Ieri il post dedicato alle parole altrimenti smarrite, a partire dall’articolo pubblicato da “La Provincia”. Neanche a farlo apposta, sempre ieri “L’Eco di Bergamo” parla di un libro analogo, di Raffaella De Santis: Le parole disabitate – Il Novecento, edito da Aragno. Per certi versi, questo libro è il contraltare di quello di ieri: seleziona e propone parole a suo tempo in auge, nel Novecento appunto, e che per mille ragioni sono sparite, o quanto meno hanno perso la valenza originaria. Colpa dell’uso e del disuso, dei nuovi linguaggi giovanili, dei nuovi media. Fatto sta che insieme a certe espressioni si perde per strada un intero mondo: si usa ancora “fidanzato/a”? E “signorina”? E “rivoluzione” in che modo e senso la si intende?
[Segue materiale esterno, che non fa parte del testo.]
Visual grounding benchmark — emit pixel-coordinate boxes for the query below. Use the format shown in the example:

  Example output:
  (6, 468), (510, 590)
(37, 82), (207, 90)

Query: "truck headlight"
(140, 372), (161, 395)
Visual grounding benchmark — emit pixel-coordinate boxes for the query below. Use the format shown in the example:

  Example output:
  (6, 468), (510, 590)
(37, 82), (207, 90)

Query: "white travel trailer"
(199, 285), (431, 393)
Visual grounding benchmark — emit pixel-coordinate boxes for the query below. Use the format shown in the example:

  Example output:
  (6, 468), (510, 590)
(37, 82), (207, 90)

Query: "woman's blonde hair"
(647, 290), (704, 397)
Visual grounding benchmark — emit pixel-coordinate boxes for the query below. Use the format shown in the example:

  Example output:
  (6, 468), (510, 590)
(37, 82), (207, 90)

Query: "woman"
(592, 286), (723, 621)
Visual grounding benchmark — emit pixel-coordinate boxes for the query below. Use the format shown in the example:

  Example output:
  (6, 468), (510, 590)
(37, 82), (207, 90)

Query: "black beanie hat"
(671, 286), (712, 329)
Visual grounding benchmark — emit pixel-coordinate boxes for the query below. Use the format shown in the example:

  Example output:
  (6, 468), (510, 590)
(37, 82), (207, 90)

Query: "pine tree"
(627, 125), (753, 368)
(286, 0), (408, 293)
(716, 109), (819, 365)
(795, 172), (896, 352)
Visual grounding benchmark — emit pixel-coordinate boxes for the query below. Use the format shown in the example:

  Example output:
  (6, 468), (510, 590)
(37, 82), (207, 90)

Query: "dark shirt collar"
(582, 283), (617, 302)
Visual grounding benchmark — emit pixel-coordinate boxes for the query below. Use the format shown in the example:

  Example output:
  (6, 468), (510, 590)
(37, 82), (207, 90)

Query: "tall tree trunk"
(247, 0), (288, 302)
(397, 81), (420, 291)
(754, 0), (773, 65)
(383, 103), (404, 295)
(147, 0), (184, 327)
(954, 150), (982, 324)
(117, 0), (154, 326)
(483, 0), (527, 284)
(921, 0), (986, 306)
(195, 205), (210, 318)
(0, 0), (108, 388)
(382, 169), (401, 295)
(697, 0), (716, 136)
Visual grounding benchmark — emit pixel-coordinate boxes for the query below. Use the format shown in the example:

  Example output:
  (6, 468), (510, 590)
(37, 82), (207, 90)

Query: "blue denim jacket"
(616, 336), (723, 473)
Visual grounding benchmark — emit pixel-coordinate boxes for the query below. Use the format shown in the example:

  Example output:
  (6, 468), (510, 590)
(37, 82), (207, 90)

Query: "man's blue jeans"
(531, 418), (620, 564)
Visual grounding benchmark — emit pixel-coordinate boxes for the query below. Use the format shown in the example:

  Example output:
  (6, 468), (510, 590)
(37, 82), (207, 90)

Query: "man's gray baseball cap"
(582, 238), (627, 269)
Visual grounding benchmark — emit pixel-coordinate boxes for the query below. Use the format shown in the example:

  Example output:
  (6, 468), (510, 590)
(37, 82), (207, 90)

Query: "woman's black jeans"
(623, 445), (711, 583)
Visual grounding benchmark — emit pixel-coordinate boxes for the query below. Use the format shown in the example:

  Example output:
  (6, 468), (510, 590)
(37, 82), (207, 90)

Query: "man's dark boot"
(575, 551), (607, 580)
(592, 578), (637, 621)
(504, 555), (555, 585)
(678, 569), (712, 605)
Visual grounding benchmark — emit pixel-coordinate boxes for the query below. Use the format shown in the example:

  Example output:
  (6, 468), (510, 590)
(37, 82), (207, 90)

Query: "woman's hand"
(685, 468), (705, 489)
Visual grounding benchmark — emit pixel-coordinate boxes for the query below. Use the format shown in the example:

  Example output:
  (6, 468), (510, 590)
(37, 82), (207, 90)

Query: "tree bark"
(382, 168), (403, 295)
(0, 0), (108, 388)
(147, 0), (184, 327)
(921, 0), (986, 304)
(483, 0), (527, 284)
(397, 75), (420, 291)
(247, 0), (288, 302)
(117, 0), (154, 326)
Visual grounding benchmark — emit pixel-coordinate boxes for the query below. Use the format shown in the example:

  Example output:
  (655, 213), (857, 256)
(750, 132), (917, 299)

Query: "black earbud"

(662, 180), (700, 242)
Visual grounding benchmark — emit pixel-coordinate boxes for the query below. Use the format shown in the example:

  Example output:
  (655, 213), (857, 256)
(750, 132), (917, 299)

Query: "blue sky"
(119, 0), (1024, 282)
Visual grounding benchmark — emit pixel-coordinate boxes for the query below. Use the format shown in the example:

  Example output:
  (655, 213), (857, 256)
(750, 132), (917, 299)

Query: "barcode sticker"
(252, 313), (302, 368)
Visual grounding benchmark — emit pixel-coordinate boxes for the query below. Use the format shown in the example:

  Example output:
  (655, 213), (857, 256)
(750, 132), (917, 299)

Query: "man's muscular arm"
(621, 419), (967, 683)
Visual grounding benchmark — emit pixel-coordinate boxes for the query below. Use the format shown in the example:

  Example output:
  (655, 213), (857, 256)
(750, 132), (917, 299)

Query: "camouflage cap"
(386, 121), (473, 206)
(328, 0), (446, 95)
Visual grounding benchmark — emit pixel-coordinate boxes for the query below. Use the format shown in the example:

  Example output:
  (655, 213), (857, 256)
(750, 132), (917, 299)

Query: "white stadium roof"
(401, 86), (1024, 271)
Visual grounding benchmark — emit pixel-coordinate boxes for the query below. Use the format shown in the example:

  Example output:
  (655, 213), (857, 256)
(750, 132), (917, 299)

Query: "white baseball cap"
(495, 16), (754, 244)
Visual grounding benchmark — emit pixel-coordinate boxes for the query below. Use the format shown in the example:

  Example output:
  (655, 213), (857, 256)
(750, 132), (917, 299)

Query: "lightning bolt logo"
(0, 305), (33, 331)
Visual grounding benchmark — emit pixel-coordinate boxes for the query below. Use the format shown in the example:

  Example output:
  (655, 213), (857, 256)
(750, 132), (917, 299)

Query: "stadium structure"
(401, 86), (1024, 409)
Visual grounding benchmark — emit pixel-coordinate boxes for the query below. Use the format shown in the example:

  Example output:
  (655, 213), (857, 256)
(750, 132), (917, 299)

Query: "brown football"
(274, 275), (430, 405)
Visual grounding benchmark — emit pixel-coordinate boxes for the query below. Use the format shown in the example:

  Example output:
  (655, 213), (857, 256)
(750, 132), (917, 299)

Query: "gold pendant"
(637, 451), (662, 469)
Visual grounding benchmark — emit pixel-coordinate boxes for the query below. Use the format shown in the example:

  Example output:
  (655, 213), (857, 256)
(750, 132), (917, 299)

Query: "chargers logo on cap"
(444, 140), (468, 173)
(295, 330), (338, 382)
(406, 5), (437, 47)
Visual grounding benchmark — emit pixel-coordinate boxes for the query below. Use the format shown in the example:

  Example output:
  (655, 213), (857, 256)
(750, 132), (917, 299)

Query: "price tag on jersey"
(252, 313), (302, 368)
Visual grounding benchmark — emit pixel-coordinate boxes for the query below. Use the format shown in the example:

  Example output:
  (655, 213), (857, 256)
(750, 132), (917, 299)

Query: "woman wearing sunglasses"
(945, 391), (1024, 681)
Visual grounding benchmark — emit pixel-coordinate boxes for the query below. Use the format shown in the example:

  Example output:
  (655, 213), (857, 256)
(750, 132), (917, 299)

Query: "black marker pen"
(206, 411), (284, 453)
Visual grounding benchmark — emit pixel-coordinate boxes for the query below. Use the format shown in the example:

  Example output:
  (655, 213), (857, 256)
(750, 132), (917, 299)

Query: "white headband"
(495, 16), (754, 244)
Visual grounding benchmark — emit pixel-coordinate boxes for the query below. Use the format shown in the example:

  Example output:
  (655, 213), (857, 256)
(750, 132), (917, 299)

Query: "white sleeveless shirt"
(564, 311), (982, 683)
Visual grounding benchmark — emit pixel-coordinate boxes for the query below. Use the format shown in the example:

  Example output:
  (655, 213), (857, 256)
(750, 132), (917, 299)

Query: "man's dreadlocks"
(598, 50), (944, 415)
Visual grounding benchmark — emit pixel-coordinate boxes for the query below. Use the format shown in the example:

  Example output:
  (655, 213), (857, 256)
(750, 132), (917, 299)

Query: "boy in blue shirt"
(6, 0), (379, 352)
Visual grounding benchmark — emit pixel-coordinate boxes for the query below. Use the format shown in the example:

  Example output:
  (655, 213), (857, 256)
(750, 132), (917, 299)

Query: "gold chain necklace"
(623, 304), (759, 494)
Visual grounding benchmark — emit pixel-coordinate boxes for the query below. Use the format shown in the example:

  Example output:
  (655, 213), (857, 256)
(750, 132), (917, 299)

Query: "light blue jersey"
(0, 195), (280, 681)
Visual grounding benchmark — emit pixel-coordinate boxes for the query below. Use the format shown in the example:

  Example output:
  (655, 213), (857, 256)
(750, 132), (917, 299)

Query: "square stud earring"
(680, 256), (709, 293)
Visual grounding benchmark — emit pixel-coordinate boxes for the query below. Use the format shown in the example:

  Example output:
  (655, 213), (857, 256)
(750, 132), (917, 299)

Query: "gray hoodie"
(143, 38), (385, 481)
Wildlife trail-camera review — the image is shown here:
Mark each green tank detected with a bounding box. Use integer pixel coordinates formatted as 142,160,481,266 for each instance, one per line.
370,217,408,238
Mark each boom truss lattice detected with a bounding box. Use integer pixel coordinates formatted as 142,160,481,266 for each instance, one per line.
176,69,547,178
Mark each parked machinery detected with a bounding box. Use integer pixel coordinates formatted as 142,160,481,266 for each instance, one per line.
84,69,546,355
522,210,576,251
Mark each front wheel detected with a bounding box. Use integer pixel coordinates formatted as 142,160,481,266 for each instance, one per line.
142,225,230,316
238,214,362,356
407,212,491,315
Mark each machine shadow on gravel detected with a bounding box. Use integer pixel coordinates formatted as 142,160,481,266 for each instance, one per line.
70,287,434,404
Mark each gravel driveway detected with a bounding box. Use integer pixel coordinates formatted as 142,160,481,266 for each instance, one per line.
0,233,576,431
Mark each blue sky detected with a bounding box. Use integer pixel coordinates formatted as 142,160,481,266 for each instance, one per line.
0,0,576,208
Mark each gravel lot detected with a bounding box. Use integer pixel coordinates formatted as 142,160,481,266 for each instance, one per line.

Nessuna di queste parole è perduta per sempre, afferma l’autrice nell’intervista, certo è che il cambiamento è in atto. La parola “impiegato”, per esempio, la si usa ancora, ma è completamente diverso il significato, ovvero l’universo di riferimento. Mi e vi domando che ne è del termine professore: è una questione di intonazione, una volta “Professore” veniva pronunciato maiiuscolo, con enfasi e rispetto. Oggi, prevale una certa rassegnazione, anche da parte dei rappresentanti della bistrattata categoria.
2 Commenti
Grazie dei complimenti Mariangela, li giro al direttore. In effetti l'ultima revisione grafica con cambio di formato è stata particolarmente apprezzata dai lettori.
…l'eco di Bergamo è una meraviglia, mi pare!